Hmmm... I went back and took a look at your math and his and there seems to be a discrepancy as to the total debt.
According to your analysis, the total debt would be $1.125b ($575m Tempo debt + $550m non-Tempo debt). However, his analysis shows $1.7b in total debt. This debt difference of $575m is problematic for your analysis because of accurate would produce negative per share equity valuations for the company, and require the bondholders to make concessions.
Also the $500 conversion cost cited, after many re-readings, appears to refer to the costs per sub for P* to convert its subs to high power using the 119 slot. With 2.3m subs x $500 per each conversion cost, you are generating another $1.15b of costs to the company. Worse yet, the company's problems with their bondholders make it unlikely they could raise the funds to complete a conversion to high power with a debt offering. Current stock prices would preclude an additional equity offering.
Of course, you may say why not leave P* as a medium-power service? The reason is simple: churn. Any further attempt to cling to the original model is likely to accelerate the churn rate, which is already at ruinous levels. Consider that P*'s acquisition costs per sub are by one estimate almost $600, by far the highest in the industry. Without a conversion, the 33%+ churn rate would leave them 3 years per existing customer. By that math, it will cost them $517.5m per year just to tread water ($600 in acquisition costs plus the cost of removing the equipment at $75 per lost sub x 2.3m subs).
Again, P* has no realistic way of paying for those costs.
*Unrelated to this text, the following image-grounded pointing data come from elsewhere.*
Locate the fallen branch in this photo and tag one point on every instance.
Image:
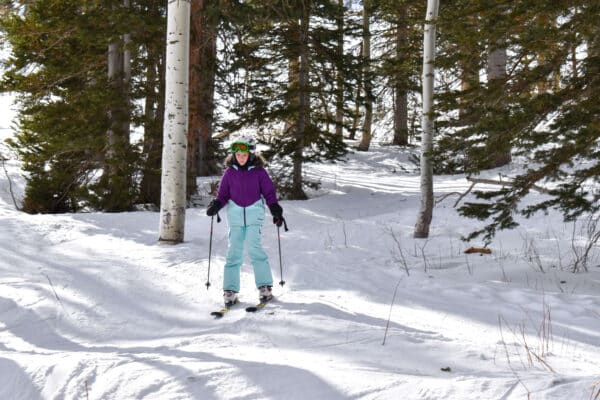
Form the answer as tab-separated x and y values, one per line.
504	183
482	250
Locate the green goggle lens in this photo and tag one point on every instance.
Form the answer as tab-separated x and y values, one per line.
240	147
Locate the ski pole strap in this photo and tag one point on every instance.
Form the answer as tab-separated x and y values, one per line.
284	224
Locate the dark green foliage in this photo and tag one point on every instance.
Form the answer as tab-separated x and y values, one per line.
545	109
58	67
268	90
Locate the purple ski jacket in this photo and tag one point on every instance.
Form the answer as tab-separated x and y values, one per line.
246	186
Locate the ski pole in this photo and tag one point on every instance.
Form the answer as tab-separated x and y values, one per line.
212	219
281	282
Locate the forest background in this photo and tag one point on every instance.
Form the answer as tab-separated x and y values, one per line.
513	78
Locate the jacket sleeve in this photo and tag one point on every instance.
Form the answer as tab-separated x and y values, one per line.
224	194
267	188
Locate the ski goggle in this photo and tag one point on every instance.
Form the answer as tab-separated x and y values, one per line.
240	147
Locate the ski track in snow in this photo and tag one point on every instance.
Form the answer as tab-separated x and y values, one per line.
92	307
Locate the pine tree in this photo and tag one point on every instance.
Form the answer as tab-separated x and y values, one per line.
74	116
285	65
552	123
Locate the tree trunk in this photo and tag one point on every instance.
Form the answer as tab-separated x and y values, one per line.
203	53
173	182
400	89
297	192
154	110
117	176
339	100
499	150
426	211
365	141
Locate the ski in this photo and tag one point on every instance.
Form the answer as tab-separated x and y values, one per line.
258	307
220	313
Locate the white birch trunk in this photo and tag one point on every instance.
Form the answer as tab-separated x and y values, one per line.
426	211
173	181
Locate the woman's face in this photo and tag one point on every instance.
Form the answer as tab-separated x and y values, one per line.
242	158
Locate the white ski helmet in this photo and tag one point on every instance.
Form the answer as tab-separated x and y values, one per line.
247	140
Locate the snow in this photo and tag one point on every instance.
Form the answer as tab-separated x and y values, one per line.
93	307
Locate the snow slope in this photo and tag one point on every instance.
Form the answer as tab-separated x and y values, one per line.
92	307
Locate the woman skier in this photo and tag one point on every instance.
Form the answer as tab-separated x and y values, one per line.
244	188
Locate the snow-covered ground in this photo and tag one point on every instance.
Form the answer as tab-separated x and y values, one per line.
93	307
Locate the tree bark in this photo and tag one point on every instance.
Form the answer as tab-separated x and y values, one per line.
365	141
297	192
496	73
425	214
203	54
339	100
173	182
400	91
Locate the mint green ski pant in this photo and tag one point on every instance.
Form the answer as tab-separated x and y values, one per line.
238	235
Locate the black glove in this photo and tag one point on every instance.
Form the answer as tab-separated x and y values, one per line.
213	207
277	213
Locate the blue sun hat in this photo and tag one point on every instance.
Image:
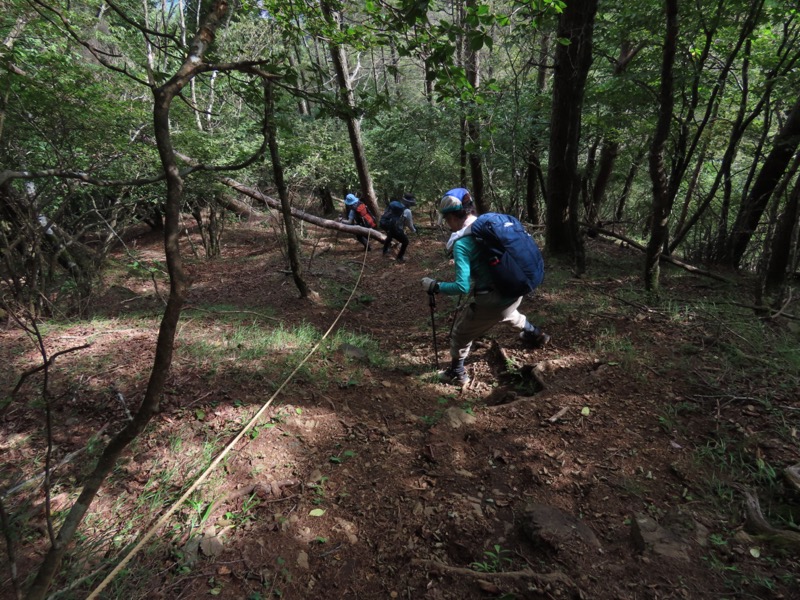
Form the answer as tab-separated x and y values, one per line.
448	204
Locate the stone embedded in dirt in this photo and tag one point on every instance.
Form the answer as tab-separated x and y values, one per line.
649	536
550	526
349	529
457	417
211	545
353	352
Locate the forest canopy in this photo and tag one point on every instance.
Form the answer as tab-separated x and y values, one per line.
555	112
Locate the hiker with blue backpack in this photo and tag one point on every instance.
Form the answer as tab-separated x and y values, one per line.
499	262
394	221
358	214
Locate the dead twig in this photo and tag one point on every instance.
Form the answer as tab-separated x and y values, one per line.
68	458
12	557
43	366
232	312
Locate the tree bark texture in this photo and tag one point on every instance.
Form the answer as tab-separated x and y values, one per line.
572	63
662	199
178	289
339	59
781	245
783	148
292	245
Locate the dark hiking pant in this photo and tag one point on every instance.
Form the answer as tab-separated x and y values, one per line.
398	234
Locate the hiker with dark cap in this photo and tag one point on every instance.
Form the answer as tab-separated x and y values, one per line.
394	221
461	194
358	214
488	306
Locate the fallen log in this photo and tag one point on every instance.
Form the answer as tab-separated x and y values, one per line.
301	214
241	208
541	578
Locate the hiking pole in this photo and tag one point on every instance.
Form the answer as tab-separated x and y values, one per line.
432	304
455	314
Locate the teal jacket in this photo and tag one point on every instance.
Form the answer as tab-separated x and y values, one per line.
472	266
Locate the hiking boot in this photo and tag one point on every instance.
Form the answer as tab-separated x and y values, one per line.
534	339
450	375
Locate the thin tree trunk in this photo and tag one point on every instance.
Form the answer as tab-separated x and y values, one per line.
178	289
662	200
573	60
339	59
783	148
286	210
472	66
781	246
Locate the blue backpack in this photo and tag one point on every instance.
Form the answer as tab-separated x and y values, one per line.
392	215
515	262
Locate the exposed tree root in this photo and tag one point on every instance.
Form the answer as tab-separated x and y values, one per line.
524	574
758	525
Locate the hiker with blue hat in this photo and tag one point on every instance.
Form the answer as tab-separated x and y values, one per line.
488	305
358	214
394	221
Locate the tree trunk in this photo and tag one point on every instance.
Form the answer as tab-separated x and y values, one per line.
178	289
783	148
472	66
572	64
662	199
349	112
781	245
532	185
292	244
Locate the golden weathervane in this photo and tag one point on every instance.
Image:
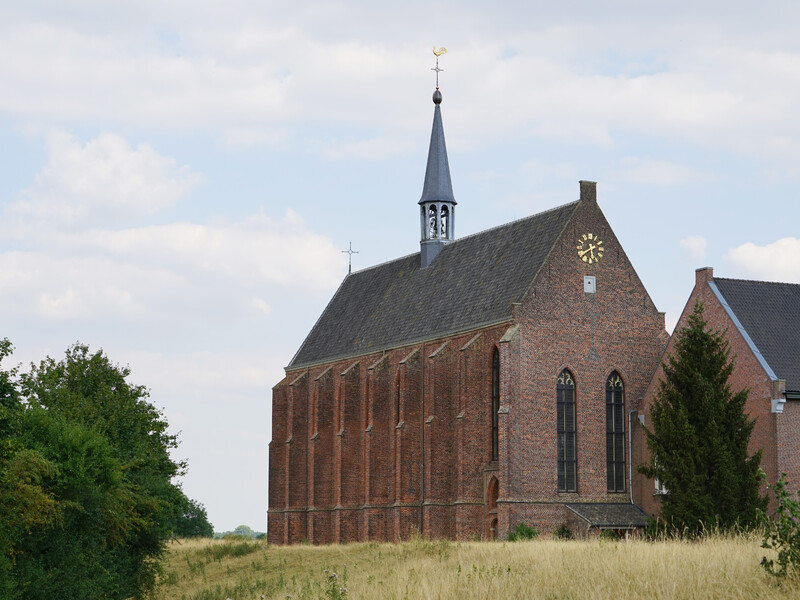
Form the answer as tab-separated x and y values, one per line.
438	52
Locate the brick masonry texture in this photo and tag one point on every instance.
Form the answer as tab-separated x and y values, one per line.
774	434
380	446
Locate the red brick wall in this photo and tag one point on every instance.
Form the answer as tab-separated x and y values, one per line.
367	481
561	327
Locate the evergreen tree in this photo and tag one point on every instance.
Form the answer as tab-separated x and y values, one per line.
698	441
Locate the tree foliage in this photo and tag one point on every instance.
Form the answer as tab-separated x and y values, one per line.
699	436
87	491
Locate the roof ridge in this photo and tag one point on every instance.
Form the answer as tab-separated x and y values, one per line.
756	281
515	221
466	237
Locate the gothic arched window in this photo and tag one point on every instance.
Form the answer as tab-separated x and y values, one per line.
615	432
432	222
495	404
566	426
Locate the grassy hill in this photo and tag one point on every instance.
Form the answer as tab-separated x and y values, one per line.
237	569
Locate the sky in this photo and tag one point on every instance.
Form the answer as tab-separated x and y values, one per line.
178	179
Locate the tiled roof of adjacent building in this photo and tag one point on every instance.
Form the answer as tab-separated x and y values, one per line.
471	283
770	314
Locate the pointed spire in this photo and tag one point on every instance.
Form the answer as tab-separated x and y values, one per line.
437	187
437	204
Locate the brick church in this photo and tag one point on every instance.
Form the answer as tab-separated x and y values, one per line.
481	382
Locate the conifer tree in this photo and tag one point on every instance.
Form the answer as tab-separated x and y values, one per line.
699	436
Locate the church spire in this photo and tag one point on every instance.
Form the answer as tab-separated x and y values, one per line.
437	204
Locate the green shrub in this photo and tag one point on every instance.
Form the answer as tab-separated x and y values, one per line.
782	532
523	532
563	532
608	535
And no realistic way of reaching a breakeven through sub growth, either, when you consider that the company must first replace nearly 64,000 subs per month before it gains 1 new net subscriber.
Now, if they were to sell, I believe that similar costs would apply for either DISH or DTV to convert the subs to their services. Those costs would be adjusted for in the purchase price, since whoever buys P* would have to switch the subs over to their platform.
Which leaves me wondering "where is the equity?"